La alcaldesa de la bicicleta recuerda que la infraestructura debe ser homogénea y que “peatones, ciclistas, automovilistas nunca esperan a un ciclista en sentido contrario”. Afirma que es mucho más sencillo convivir cuando las reglas son las mismas para todos y que las bicicletas deben comportarse igual que cualquier otro vehículo “lo que nos obliga a circular en el mismo sentido de la calle”.

Para Areli Carreón era mejor opción era realizar la ciclovía emergente por Eje 8 Sur, como una salida de Iztapalapa y buscar otra alternativa unidireccional de Poniente a Oriente. “¿Por qué no trabajar con quienes conocemos la calle? No interesa tener infraestructura que funcione porque nuestra vida va en ello”, concluye.

Un poco menos crítico se muestra el ciclista conocido como El Ojo de las Ciclovías, quien asegura que la ciclovía emergente de Eje 4 Sur le parece un gran acierto porque es una vía que conecta varias ciclovías de poniente a oriente “es maravillo”, dice. “Es el primer carril de bicicleta que cruzará Tlalpan, ya quiero ver cómo lo resuelve la Semovi”.

Sin embargo, coincide que en dicha ciclovía impera una sensación de inseguridad, misma que no se vive en la ciclovía de Insurgentes.

“Es una sensación es diferente. La cuestión de que es bidireccional, las condiciones del pavimento, de ir sólo con un carril y que hay muchas entradas a garaje hace que rodarla no sea tan seguro. Llegando a la delegación Iztacalco me preocupa la inseguridad, hay reportes de robo de bicicletas”.

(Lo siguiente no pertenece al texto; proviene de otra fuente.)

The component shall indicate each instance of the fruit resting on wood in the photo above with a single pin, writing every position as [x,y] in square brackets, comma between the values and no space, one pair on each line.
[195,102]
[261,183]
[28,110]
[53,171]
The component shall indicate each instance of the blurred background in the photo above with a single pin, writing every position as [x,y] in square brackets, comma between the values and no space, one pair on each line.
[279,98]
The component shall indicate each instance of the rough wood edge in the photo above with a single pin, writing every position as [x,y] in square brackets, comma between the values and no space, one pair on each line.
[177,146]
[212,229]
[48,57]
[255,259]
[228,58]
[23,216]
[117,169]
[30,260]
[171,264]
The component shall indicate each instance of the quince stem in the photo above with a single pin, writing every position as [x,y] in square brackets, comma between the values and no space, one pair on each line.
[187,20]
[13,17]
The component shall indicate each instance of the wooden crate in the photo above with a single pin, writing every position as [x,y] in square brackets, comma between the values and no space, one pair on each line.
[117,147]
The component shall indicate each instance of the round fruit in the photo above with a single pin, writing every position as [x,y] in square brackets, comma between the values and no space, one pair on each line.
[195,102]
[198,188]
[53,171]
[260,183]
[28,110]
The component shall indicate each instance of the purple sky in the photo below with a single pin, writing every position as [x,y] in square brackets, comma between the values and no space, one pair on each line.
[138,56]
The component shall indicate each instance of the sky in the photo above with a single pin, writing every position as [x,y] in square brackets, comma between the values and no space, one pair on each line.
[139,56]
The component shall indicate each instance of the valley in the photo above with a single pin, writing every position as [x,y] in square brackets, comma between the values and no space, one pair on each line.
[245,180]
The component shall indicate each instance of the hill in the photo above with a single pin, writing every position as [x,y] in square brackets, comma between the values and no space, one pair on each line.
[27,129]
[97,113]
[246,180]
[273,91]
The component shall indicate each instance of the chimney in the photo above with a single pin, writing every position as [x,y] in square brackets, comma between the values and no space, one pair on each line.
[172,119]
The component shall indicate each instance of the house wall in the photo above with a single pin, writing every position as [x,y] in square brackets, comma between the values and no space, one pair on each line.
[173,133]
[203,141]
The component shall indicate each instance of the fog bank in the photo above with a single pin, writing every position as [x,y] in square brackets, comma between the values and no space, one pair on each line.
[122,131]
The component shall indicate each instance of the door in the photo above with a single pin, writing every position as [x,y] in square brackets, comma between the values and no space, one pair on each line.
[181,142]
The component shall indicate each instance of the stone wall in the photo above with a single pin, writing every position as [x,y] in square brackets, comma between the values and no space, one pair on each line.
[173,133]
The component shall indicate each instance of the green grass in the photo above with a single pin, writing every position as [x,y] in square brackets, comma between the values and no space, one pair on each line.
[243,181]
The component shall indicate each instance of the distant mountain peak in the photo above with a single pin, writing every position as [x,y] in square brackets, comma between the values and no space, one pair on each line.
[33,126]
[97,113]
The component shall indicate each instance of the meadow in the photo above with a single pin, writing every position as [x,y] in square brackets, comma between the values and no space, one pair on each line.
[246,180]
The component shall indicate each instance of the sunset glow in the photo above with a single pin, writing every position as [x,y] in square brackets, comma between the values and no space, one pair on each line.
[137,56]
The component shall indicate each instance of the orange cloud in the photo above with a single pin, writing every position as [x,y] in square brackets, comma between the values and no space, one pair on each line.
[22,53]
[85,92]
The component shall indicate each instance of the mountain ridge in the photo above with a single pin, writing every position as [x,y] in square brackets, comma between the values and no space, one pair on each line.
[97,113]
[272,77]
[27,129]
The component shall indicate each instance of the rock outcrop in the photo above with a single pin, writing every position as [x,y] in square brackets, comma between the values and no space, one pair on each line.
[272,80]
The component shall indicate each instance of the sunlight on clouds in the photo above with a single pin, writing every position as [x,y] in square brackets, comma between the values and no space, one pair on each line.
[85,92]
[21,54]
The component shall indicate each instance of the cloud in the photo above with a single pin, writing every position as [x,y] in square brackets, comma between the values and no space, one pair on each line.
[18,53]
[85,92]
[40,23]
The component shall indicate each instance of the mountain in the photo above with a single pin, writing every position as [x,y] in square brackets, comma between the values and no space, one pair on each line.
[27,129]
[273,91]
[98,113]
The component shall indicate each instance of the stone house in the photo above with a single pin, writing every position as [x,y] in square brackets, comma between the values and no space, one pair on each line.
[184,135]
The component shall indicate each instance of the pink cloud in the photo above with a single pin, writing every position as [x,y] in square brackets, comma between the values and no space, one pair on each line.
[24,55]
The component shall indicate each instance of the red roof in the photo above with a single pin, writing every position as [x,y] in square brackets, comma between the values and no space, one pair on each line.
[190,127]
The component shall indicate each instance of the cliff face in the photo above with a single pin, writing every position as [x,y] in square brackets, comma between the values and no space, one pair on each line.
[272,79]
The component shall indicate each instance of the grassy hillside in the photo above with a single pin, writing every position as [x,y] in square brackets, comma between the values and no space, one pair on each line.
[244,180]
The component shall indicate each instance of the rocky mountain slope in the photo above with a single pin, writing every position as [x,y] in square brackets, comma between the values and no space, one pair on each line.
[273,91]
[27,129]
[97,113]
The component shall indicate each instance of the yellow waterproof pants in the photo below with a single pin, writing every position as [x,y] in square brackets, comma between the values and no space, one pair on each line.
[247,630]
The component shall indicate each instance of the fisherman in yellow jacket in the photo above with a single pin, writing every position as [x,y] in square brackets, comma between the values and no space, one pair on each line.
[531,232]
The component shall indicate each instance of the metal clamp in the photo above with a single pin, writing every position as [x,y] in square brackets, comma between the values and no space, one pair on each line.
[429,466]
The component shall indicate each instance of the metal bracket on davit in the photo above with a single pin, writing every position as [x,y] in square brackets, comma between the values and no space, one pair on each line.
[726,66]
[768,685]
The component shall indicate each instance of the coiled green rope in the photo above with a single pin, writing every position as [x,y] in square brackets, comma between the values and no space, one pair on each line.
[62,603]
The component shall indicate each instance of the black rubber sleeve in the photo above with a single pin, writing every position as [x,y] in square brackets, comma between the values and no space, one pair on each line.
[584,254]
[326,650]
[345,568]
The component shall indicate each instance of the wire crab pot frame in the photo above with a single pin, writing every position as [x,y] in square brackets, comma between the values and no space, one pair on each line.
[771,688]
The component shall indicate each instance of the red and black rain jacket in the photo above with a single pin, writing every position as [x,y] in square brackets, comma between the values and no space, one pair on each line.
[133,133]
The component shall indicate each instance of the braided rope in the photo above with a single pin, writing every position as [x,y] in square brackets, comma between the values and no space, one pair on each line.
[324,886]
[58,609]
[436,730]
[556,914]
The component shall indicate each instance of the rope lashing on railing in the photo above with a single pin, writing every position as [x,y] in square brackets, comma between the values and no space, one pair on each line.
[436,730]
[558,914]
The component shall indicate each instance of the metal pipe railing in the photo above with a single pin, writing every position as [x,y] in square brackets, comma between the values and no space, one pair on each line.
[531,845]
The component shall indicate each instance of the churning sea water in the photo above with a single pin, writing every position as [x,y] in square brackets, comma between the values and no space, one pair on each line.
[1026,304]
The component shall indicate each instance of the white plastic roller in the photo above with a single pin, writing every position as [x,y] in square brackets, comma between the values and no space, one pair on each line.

Asimismo, recuerda que la ciclovía emergente de Eje 4 aún no hay señalización, letreros, ni balizado a nivel de piso, tampoco tiene conectividad con la ciclovía emergente de Insurgentes.

“A mí me hubiera gustado más que la realizarán todo Plutarco Elías Calles desde Churubusco hasta Rojo Gómez. O todo Eje 8 desde Insurgentes hasta Santa Martha”.